試合開始直後の1分に先制点を流し込んだ豊田 陽平 -出典:jleague.jp


ランキングを見ると走行距離では、ほぼ互角ですね。スプリント回数に目を移すと、仙台が鳥栖を22回も上回っています。特にランキング2位の仙台DF菅井選手のスプリント回数が目を引きます。フォーメーションを確認してみたいと思います。

↓↓ 先発フォーメーション
③2015_J1_2nd_16節_フォーメーション(鳥栖vs仙台)

仙台の菅井選手とマッチアップしたのは、ミヌ選手ですね。スプリント回数のランキングを確認すると仙台菅井選手は24回、ミヌ選手は、18回。もう少し細かくみてみる事にします。鳥栖左サイドの中盤から最終ラインに多く関与するであろう選手すべて(交代出場選手含む)でスプリント回数と走行距離の相関をみてみましょう。

鳥栖左サイド攻防の分布
④2015_J1_2nd_16節_鳥栖左サイド(鳥栖vs仙台)_

[鳥栖:ミヌ選手(90)+早坂選手(89)+谷口選手(90)+白星東選手(1)] 走行距離:31.76km
スプリント回数:48回
※選手カッコ内は、出場時間

[仙台:菅井選手(90)+金久保選手(70)+富田選手(90)+野沢選手(20)] 走行距離:32.32km
スプリント回数:46回
※選手カッコ内は、出場時間

選手単位で見ると仙台の菅井選手の数値は突出して見えますが、鳥栖の左サイド全体で見てみると、ほぼ互角ですね。どちらが勝利のための効率的なハードワークかといえば、鳥栖ではないでしょうか。
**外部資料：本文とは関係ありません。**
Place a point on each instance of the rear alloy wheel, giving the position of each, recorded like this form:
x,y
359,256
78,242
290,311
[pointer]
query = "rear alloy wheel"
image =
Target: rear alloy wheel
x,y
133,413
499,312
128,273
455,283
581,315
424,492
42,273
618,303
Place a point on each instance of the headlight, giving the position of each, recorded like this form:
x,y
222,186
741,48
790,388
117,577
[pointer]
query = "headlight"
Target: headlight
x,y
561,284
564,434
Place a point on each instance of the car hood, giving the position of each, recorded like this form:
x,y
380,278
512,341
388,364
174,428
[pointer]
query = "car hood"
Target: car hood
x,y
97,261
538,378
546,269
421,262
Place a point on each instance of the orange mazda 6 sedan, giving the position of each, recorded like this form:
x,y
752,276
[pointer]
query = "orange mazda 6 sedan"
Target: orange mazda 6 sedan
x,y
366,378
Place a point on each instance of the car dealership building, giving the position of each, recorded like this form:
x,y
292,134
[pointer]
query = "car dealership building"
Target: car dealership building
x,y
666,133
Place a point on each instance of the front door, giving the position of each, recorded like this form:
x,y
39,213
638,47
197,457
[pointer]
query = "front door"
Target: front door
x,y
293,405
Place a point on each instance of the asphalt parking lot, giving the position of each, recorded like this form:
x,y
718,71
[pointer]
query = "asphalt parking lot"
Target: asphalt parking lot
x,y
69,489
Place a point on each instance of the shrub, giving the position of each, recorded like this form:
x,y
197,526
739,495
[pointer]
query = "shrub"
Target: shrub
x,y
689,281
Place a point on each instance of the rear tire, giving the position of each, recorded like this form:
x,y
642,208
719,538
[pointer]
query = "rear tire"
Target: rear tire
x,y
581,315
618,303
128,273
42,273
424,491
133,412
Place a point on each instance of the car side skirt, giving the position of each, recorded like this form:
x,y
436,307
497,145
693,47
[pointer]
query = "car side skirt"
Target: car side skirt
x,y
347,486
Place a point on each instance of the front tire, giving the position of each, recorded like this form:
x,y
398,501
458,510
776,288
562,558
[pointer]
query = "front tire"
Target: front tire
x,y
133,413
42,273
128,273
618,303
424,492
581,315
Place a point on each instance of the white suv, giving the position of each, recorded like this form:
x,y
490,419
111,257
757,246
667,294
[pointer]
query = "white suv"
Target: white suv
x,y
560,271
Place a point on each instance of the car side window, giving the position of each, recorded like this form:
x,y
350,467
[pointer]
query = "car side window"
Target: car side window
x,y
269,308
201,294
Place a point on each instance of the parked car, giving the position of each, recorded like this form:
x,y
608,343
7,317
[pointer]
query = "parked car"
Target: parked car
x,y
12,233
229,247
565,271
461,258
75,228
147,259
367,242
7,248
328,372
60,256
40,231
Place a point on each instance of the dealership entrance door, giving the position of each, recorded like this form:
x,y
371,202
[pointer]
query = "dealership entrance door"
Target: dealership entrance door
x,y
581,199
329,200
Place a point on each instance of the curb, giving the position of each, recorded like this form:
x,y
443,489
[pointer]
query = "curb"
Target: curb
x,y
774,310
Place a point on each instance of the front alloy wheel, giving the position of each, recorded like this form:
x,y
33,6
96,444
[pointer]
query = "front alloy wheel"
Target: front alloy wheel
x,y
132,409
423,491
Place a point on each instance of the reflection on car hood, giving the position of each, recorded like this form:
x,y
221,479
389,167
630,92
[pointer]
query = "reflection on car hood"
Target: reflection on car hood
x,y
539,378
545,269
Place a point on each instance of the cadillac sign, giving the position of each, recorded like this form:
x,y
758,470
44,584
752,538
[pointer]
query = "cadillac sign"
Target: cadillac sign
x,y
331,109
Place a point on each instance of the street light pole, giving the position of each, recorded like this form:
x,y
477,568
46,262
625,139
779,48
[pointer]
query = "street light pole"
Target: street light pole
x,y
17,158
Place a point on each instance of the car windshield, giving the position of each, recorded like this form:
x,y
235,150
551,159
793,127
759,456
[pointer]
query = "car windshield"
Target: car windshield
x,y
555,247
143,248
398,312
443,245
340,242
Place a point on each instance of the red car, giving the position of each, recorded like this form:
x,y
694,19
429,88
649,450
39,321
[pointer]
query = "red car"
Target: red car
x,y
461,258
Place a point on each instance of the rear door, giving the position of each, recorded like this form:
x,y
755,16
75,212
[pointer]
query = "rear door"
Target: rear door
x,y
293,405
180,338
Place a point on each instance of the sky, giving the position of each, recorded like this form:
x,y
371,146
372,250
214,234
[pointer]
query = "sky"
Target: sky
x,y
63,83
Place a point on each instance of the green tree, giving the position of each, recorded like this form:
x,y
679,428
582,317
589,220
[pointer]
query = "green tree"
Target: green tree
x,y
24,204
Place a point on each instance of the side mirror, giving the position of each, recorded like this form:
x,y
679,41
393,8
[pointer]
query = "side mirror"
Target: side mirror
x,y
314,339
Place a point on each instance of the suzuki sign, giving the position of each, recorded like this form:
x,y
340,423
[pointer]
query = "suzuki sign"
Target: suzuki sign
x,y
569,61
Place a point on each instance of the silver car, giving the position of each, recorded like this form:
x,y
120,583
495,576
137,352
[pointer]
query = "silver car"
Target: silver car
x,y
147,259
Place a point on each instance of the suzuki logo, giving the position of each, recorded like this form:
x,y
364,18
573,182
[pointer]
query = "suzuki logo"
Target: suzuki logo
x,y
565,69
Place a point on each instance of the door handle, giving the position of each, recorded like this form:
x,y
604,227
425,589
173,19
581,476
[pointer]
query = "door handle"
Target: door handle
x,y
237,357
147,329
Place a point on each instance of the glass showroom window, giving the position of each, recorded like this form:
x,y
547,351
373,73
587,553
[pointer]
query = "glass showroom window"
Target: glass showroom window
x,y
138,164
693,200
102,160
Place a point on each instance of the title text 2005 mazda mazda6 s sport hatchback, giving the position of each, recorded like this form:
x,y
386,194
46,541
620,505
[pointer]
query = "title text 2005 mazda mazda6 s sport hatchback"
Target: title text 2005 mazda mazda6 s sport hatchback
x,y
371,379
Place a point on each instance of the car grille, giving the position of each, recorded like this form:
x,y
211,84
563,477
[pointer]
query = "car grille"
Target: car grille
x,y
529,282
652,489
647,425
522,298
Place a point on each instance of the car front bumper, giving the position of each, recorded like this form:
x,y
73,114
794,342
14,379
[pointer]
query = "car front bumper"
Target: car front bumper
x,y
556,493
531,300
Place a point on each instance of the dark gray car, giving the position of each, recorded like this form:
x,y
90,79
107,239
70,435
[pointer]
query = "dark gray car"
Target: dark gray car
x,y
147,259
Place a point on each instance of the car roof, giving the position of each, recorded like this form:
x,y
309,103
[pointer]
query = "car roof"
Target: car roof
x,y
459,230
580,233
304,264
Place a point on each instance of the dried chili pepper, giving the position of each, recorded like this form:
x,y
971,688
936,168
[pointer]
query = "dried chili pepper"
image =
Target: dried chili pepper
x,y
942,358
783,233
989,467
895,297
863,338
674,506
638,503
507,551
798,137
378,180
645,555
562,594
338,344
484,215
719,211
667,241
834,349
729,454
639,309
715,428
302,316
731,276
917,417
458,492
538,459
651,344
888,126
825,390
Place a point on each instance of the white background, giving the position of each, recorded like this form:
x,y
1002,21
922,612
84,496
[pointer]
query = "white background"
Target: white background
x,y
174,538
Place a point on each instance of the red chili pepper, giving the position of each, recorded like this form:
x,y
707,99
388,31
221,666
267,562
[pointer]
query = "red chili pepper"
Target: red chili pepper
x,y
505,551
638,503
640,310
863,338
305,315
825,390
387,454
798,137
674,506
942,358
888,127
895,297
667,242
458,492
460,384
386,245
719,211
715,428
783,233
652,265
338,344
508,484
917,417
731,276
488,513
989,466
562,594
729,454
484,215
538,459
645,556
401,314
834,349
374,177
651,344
では、この『勝利のための効率的なハードワーク(オフ・ザ・ボール)』がどのように「ボールに関与しているときの動き(オン・ザ・ボール)に反映されていったのかを いつものようにサッカーのデータを扱うサイトで有名な「Football LAB」さんのチームスタッツデータを活用して見ていきたいと思います。
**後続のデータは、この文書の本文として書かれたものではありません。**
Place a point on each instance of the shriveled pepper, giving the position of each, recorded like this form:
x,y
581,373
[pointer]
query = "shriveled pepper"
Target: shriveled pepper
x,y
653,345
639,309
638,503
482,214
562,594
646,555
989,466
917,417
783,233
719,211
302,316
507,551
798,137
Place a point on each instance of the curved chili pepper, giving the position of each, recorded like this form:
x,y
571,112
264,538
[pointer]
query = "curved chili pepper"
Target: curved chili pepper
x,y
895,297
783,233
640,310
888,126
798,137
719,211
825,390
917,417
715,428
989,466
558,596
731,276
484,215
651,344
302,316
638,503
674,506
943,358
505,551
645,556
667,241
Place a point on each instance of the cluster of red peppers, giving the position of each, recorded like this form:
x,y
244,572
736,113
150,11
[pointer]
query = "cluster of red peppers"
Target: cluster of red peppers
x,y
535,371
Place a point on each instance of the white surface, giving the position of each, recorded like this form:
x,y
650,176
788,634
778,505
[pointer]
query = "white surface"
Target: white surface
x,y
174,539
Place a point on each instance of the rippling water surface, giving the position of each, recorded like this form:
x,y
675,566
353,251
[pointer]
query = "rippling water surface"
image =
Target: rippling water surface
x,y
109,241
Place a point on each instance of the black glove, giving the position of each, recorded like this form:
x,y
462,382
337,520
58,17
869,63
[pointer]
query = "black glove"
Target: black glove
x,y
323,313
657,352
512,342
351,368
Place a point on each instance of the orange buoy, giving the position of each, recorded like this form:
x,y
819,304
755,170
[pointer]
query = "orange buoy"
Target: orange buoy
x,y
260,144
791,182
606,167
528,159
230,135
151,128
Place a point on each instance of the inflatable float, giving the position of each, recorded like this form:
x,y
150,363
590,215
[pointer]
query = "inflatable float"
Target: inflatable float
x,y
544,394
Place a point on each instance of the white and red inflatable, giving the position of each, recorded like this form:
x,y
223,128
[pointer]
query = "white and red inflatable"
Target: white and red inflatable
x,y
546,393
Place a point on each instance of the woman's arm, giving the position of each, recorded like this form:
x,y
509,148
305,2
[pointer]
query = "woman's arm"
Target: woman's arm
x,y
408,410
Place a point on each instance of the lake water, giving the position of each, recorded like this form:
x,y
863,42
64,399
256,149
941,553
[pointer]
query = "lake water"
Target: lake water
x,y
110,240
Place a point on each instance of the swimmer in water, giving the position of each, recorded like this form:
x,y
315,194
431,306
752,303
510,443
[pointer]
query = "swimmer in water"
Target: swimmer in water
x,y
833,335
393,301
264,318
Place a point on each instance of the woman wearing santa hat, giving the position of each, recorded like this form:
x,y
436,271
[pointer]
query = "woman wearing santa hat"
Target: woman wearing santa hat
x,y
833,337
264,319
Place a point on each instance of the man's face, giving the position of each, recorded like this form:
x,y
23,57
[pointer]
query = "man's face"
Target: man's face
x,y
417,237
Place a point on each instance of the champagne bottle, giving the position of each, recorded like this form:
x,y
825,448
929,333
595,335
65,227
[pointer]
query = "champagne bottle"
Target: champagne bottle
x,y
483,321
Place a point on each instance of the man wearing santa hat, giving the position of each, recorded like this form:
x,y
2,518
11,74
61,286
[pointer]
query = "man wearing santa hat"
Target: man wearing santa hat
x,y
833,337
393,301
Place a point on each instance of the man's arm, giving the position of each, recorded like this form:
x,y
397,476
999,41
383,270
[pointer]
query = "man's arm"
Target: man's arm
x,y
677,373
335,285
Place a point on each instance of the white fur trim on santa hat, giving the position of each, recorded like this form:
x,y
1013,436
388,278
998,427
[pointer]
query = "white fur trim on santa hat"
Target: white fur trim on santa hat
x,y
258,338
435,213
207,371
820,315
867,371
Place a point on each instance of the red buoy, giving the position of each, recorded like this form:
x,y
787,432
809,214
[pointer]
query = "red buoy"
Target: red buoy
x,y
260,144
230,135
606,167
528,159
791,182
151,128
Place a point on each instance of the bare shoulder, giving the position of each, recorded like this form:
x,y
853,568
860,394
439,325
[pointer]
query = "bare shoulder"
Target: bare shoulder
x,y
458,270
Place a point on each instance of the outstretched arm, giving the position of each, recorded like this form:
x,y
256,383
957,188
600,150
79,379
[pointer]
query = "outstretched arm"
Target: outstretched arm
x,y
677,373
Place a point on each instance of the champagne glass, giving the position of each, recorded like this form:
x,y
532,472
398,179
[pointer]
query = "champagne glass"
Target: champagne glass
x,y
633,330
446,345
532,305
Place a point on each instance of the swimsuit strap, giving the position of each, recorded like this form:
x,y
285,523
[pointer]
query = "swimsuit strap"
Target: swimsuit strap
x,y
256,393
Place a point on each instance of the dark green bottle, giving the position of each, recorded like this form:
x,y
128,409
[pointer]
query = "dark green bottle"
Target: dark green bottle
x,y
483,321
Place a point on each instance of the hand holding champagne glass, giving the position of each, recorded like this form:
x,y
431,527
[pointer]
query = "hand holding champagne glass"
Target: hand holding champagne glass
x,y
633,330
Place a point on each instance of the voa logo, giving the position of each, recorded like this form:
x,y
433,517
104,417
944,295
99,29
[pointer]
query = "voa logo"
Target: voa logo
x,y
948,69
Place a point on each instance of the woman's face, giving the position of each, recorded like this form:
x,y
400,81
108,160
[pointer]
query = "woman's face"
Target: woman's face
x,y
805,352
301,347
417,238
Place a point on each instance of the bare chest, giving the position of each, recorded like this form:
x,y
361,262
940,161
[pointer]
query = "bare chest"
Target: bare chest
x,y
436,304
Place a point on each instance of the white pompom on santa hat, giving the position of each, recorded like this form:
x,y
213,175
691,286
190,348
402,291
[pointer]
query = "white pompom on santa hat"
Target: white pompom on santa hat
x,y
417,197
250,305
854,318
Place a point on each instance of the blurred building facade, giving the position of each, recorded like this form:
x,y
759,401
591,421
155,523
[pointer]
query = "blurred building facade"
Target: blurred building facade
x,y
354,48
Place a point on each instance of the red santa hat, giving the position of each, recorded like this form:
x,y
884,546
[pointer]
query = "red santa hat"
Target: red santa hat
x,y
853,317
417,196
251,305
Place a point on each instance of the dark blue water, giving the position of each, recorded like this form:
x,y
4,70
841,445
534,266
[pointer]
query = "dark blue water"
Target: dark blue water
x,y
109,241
その前に、ここでもう一度、冒頭で引用した森下監督の試合後コメントをみることにします。

[ 森下 仁志監督 ] 試合の方は狙い通りに得点を取れて、その後はブロックをコンパクトに低い位置で作って、カウンターを狙うような形に持っていきました。引用元:jleague.jp

データを見る前提は、先制点を奪ったあとの『カウンター狙いの戦術』です。

↓↓まずは「時間帯別支配率・シュート・ゴール」
⑤2015_J1_2nd_16節_ボール支配率(鳥栖vs仙台)_

試合全体での支配率は、「鳥栖:41.9%、仙台:58.1%」です。時間帯別を見ると鳥栖が支配率で仙台を上回る時間帯もあり、ただ単に引いてカウンターでなかったことがわかります。次はチームスタッツを直近の試合と比較してみます。

↓↓直近5試合のチームスタッツの比較による今節オン・ザ・ボールの検証

⑤2015_J1_2nd_16節_スタッツ(鳥栖vs仙台)_

上の表で注目は、「パス」、「クロス」の総数と成功率および「30mライン進入」の総数です。赤色の文字は松本戦と比較した数値です。「パス総数」、「クロス本数」、「30mライン進入」ともに松本戦を下回っており、ボール支配率は鳥栖:41.9%。 しかし、「パスの成功率」、「クロスの成功率」を見てみると73.7%、28.6%と前節を上回っています。カンウンター狙いの戦術で攻撃の際は、ミスが少なく効率よく敵陣までボールを運んでいたことが見て取れます。攻撃時は攻めきる形がある程度できたため守備への準備に余裕ができ、押し込まれる場面でも、最後まで守備の集中力を切らさない。また、それによって、無失点に抑えられた一因にもなったのではないでしょうか。

■今節の勝負をわけたポイントは?
・先発のバリエーションが増えたことにより、試合序盤、相手仙台が鳥栖の立ち位置を確認することに時間が掛かった。その隙に狙い通り先制点を奪った。
・先制点後、徐々にカウンターサッカーにシフトしていき強固な守備ブロックを作ることに成功した。
・攻撃時は、ミスが少なく相手ゴール前まで効率よくボールを運び、守備のリズム・集中力を高める一助となり、無失点に抑えることが出来た。

■最後に
今シーズンも残り1試合と天皇杯となりました。来シーズンの監督などの噂もありますが、リーグ残り1試合と天皇杯での今季の戦いに目を向けて最後まで応援していこうと思います。次回は、天皇杯前後に投稿を予定しています。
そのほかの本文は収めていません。